Foto: Manifestantes seguram faixa que diz ‘Vidas negras importam!’ contra o racismo, em SP no dia 14/6 (AFP)


O Brasil ocupa topo do ranking no número de casos de depressão na América Latina, segundo a OMS (Organização Mundial de Saúde), com cerca de 12 milhões de pessoas afetadas pela doença. Ainda de acordo com a OMS, a ansiedade é outro transtorno que acomete 18,6 milhões de brasileiros.


Na faixa etária de 10 a 29 anos, o índice de transtornos mentais também é preocupante, especialmente entre jovens negros: estes chegam a ter 45% mais chances de desenvolver depressão que um jovem branco. Por isso, precisamos falar sobre a saúde mental da população negra. Falar sobre raça nos ajuda a entender como pretos e brancos são percebidos no Brasil e, consequentemente, de que maneira são tratados. Na década de 1990, o jornal Folha de S.Paulo conduziu uma pesquisa em que perguntava aos seus participantes: "Você conhece alguma pessoa racista?". 90% das pessoas responderam que "sim", mas quando questionadas se eram racistas, este número surpreendentemente caiu para zero.


Essa pesquisa demonstrou que o reconhecimento do racismo como um problema social parece não produzir efeitos no mundo real. Segundo o professor e antropólogo Kabengele Munanga, o racismo é o crime perfeito: produz vítimas, mas não existem autores. Porém, suas consequências na vida de pessoas negras são palpáveis e devastadoras. O racismo é tão perverso que impede a construção saudável de si e de uma autoimagem fortalecida.

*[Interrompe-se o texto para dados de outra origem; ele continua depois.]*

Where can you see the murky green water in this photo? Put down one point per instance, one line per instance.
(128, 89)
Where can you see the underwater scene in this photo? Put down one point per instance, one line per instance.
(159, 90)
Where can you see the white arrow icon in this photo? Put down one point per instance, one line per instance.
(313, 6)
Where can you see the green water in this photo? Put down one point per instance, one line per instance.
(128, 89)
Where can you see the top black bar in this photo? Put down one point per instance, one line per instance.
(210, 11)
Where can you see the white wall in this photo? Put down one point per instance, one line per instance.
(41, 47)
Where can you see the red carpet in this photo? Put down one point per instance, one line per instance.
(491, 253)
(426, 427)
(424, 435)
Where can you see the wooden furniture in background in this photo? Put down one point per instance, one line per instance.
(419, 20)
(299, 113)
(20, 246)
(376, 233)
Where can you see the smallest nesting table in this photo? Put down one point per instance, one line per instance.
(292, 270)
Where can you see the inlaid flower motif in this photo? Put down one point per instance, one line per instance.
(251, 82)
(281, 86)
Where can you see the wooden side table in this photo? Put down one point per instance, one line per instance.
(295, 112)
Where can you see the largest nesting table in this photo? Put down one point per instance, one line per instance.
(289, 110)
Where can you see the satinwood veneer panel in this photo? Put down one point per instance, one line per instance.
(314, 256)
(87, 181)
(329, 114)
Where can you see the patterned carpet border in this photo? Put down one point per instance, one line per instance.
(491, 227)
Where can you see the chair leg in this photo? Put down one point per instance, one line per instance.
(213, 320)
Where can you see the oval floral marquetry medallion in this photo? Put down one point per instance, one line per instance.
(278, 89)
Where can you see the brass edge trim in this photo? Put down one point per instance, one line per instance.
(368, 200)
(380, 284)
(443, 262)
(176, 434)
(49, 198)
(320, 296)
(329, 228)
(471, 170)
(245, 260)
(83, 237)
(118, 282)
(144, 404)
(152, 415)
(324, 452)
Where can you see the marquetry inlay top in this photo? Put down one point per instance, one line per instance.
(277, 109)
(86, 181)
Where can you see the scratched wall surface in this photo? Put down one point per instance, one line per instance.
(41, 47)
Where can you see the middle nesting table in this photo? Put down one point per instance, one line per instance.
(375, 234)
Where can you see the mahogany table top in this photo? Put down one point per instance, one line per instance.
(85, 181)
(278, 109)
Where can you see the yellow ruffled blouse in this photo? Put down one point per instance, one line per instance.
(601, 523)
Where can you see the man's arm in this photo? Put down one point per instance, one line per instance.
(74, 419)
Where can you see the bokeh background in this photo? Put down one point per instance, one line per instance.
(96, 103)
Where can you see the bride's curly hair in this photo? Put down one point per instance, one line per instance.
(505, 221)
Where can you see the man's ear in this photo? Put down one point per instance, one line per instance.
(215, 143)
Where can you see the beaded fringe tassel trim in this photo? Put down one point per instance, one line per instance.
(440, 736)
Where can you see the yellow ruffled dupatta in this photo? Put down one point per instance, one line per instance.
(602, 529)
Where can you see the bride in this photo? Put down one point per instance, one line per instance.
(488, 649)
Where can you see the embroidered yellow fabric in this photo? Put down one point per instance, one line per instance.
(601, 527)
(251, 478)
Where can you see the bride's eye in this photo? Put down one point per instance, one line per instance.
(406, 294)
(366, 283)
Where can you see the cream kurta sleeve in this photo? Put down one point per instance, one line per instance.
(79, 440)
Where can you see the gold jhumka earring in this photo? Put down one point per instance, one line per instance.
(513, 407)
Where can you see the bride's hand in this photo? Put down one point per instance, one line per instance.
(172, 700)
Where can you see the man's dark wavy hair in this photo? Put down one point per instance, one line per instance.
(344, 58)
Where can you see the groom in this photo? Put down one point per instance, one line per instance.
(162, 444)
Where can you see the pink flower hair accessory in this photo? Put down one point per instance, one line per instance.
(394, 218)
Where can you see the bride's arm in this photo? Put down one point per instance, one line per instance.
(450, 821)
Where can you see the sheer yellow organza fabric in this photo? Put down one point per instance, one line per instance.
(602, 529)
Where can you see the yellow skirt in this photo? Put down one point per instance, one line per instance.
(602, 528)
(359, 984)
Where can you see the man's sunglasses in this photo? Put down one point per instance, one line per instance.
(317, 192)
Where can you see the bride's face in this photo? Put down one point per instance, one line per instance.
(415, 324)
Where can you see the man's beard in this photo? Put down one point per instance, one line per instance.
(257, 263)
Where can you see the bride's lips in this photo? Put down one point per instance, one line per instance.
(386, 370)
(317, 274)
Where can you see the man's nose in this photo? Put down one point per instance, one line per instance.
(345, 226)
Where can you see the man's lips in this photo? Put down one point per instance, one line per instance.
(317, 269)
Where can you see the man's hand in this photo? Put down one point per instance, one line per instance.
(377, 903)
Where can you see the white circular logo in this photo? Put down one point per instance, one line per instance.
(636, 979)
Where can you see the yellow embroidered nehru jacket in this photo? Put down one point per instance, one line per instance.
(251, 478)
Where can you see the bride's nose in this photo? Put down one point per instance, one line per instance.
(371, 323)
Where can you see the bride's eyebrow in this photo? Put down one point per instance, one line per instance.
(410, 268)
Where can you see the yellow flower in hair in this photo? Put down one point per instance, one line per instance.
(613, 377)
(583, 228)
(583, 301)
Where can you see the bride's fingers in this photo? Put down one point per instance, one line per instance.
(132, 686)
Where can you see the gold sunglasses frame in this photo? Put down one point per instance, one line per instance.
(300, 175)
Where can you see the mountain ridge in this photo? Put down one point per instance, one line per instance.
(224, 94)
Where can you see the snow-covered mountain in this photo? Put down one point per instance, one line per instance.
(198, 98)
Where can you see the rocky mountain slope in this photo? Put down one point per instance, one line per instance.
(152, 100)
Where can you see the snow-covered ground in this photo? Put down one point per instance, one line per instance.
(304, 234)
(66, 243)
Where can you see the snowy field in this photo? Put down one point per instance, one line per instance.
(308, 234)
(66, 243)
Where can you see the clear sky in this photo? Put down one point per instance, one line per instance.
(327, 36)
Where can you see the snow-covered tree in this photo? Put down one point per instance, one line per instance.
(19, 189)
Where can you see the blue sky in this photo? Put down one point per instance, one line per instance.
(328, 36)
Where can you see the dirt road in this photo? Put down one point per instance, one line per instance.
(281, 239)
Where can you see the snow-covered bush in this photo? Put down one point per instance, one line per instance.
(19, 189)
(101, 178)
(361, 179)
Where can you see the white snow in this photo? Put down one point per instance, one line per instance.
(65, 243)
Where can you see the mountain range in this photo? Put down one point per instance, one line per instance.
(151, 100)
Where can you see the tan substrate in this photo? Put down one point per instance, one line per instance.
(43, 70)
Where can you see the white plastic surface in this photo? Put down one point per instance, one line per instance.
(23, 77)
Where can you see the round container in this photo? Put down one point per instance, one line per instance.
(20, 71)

O imaginário racial que inferioriza pessoas negras foi moldado desde o período escravagista. É importante pensar que são repercussões psíquicas que vêm desde o sistema escravocrata, com a desumanização do povo africano acompanhado de uma ideologia de dominação racial. Essa ideologia valoriza positivamente a incorporação de aspectos culturais e discursos construídos pela sociedade branca e desqualifica a herança cultural de origem africana.


Uma questão fundamental quando se discute a pauta racial é o entendimento equivocado de que só têm raça os sujeitos não-brancos. Isso significa que pessoas brancas são tomadas como premissa universalizante, ou seja, aquilo que é entendido como o "normal" e referência para o restante da população.


A naturalização dos lugares subalternos para pessoas negras ainda é uma realidade. Segundo o Instituto Ethos, apenas 10% dos cargos de chefia são ocupados por pessoas negras no Brasil. Um dos elementos que impedem a ascensão delas é o racismo institucional.


Dentro das discussões raciais da atualidade, uma máxima tem sido cada vez mais disseminada: "Não basta não ser racista, é preciso ser antirracista". Isso significa que, para entender e se posicionar acerca da pauta racial, é preciso ir além do lugar comum; é necessário ação.


O Instituto Ame Sua Mente incentiva conversas mais abertas sobre o tema da saúde mental. Uma em cada quatro pessoas experimenta problemas de saúde mental e falar sobre o assunto ajuda a quebrar o estigma e a discriminação que muitas pessoas ainda enfrentam - facilitando que todos se beneficiem do apoio das pessoas ao seu redor. Cuide da sua saúde mental e cuide dos seus.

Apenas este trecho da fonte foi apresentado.